So let’s back up and sit a spell for this yarn, as Dawson is one fascinating fellow.
It begins in the garage of Dawson’s home in Redondo Beach, which he converted to a private sports bar for his friends and family. On display everywhere were old leather football helmets, antique cleats, brightly colored neon beer signs, five television screens — a memorabilia laden man-cave if ever there was one.
And, somehow, there was room for Dawson also to restore vintage Chevy pick-up trucks — the source of cash to keep those friends and family in beer and pretzels during Angels, Clippers, Dodgers and Rams ballgames.
Somehow, some hard-to-find ’49 Caddy parts found their way into the garage — the source of a barter that would lead to the Kimmel show. But let’s not get ahead of this story.
Some years back, in exchange for hard-to-find ’49 Caddy chrome bumper and other parts, Dawson acquired a 100-pound, 6’7″ fiberglass statue of basketball legend Michael Jordan, which fit oh so well in the home sports bar a/k/a Dawson’s garage.
Man-caves can change, and when Dawson decided it was time to redecorate — from a sports bar motif to an auto/bus motif — the Jordan statue become surplus. So Dawson put it up for sale at $650 on Craigslist.
Then came the call from producers of the Kimmel show. Kimmel wanted the statue as a gift to present Jordan on his birthday.
So, with help from Dawson’s 12-year-old son, into a Dawson-restored ’68 Chevy pick-up went the 100-pound statue, and down the road went Dawson and his son to the Jimmy Kimmel Live set in nearby Hollywood — a building but 100 yards from the route of the LACMTA bus Dawson drives.
In his driver’s uniform — at Kimmel’s request — Dawson gained his few minutes of national fame, selling the statue to Kimmel not for the $600 Kimmel offered, but the $650 Dawson insisted on receiving.
Hey, he’s a UTU brother, and UTU brothers and sisters don’t let even the Jimmy Kimmels of the world get the better in negotiations.
Basketball fans may notice something amiss in the photo. Yes, Jordan’s jersey shows #32, not the #23 Jordan wore with the Chicago Bulls.
Kimmel noticed that discrepancy, and Dawson had the answer. The statue was never “authorized” by Jordan — as were the legendary Nike Air Jordan shoes — but was created in the Philippines, perhaps by a dyslectic sculptor of knock-offs.
While insomniac Americans watched Dawson on Kimmel’s late night show, Dawson was sound asleep. He begins his day with the LACMTA at 4 a.m.
Late-night television host Jimmy Kimmel, right, pays UTU member Darwin Dawson for the Michael Jordan statue seen in the background.
I extend my congratulations to all the newly elected and re-elected Bus Department officers and delegates, and I ask that they do their best to represent all their membership. Dedication and hard work must include conversation and compromise to produce results. Results are our business.
The Los Angeles County Metropolitan Transportation Authority (LACMTA) negotiations continue on a day-by-day extension. General Chairperson James Williams and his negotiating committee continue to try to hammer out an agreement. The current political and financial climate makes it very difficult. I am confident they will succeed.

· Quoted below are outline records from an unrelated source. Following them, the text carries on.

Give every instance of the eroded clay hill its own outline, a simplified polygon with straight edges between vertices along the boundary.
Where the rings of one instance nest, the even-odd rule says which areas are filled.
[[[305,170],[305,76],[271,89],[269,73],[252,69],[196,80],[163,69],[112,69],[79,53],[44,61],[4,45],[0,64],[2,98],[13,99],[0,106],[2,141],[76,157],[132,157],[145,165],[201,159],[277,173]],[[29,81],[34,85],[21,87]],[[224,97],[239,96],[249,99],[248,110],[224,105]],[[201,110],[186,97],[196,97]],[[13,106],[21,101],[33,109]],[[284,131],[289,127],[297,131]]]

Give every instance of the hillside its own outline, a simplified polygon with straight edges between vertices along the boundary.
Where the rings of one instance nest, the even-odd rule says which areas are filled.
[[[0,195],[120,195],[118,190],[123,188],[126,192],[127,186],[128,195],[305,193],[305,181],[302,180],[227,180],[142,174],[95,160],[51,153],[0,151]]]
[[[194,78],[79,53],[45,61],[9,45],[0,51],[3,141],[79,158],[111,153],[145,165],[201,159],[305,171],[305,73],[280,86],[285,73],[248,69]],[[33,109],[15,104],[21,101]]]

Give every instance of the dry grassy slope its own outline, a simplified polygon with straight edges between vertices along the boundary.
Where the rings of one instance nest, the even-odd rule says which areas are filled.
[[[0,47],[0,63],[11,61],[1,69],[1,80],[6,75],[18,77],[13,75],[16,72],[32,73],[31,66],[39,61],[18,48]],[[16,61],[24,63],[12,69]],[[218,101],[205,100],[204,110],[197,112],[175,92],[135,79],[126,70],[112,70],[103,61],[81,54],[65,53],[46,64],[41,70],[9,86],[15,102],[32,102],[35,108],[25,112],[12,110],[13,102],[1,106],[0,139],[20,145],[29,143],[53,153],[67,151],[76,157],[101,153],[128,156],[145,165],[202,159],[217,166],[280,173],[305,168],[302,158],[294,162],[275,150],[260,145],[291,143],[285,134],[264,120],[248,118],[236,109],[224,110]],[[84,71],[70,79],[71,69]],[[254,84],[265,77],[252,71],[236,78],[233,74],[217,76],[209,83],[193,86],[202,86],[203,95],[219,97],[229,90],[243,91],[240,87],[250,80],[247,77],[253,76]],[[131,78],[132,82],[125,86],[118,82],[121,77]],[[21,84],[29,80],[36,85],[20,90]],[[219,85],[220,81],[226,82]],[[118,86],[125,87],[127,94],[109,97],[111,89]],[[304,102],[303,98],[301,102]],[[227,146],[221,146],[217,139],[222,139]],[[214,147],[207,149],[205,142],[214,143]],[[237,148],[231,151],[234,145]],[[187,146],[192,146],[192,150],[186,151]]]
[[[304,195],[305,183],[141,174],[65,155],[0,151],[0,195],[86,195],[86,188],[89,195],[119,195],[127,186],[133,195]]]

The new political environment will make it harder for our hard working members and us to succeed in the near future, but succeed we will.
In the Bus Department there is an issue that should be our priority, and that is operational funding.
Operational funding should be incorporated into all legislation that funds transit projects. Federal, state and local entities have allocated large sums of funding for new and/or expanded transit projects.
These projects fund planning and construction — not operations, which includes driver salaries.
Without operational funding, the future of these projects is in jeopardy and may only create future problems. These problems could be failure of new service, cuts in existing service, or both. UTU National Legislative Director James Stem is aware of this funding problem and has been working in Washington to educate lawmakers on this important issue. He and Alternate National Legislative Director John Risch pledge to continue fighting for this funding.
Contract negotiations are underway between the UTU and the Los Angeles County Metropolitan Transportation Authority (LACMTA).
As required by California law, the parties exchanged proposals prior to April 1, and, as also dictated by state law, began bargaining April 30.
The proposals exchanged were basically the same as those that resulted in the current one-year contract.
As usual, the MTA is crying poor; and in its proposed guidelines for the agency’s 2011 budget, there is absolutely no money for labor union members.
We also expect that the agency will be looking for some give-backs, but our negotiating committee is determined that despite the economic climate, we will preserve what our members already have, and explore every possible avenue to see what improvements might be made, monetarily or otherwise.
Unfortunately, the political atmosphere is not favorable because the majority of MTA board members represent the City or County of Los Angeles, whose employees have a wage freeze.
The safety and well being of our members depends on this union strongly enforcing the provisions of our labor contract, and I am proud of the job this general committee’s members and officers are doing in this regard.
It is not going to be easy, but this general committee has the strength and determination to bring our members a contract that protects them and their families.